EDIT: By ‘have to have a groomsman to match’ I mean my own opinion; I realize some people mismatch numbers of bridesmaids to groomsmen and that’s fine, too, but it sounds from OP’s post that this isn’t the case. Just clarifying. 🙂
Post # 9
I say 9-10+ is getting a bit ridiculous unless you have hundreds of guests. I cant imagine getting them all together to agree on things. But if you have a lot of true, close friends then do what you want. It is your day!! I have 6 and they have been great so far.
Post # 10
Have as many as you want – but would you be okay with your FI having a different amount?
Post # 11
I think three is the ideal number, 5 is getting up there and more than 5 is a lot. To me it’s just a lot of people to manage.
But if you just have that many people who your close to count yourself as blessed and go for it!
Post # 12
@nawella: I have to pay for their hair and makeup?
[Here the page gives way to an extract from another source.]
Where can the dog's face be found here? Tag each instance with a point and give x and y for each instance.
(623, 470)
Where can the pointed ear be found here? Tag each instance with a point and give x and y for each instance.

While the thought crossed my mind as something I wanted to do for for best ladies because I wanted to have someone come to my house with all the girls and have a fun-filled morning, I didn’t think it was something I had to do!
I have been in 5 weddings and I always paid for my own hair and makeup. I feel cheated! Haha!
I have a large family and many friends. I have drawn the line but there is a close friend that I am debating on. We have become great friends over the last few years. I tell her more than any one else. She is a few years older, married with children, and I felt like asking her would be more of a burden on her but I can’t imagine not including her! My only other option would be to cut some of my close family but I wouldn’t feel right! Ugh!
Post # 14
@mrs-to-be-2014: I totally get your whole thing about being balanced and even— I am little OCD like that with things but I think an extra girl Is OK since all the men will wear the same suit , I’ll be the only one in white so pics will look somewhat balanced (Weird, I know)
Since FI and I have a large family, we have plenty of people to chose from for readings. We actually have more than we need! :/
Post # 15
I think more than 5 looks like a circus. I can’t subscribe to the 1 every 50 people rule. Who makes that stuff up? Someone in the wedding profession who stands to make money off of it? Probably. Who is the census taker that says… ohhh… 300 people, we need 6 bridesmaids and 6 groomsmen.
People also have to remember that ridiculously large wedding parties means the guests are watching people walk down an aisle for 5 or 6 minutes. I mean seriously, how much can you watch people walk and not get sick of watching people walk?
I had 4 (my MOH and 3 bridesmaids) and I also didn’t have any of them walk down the aisle. The only ones down the aisle were my flower girls and me.
Post # 16
Whatever pleases you. As for myself I have 10 girls standing with me and I wouldn’t have it any other way!!!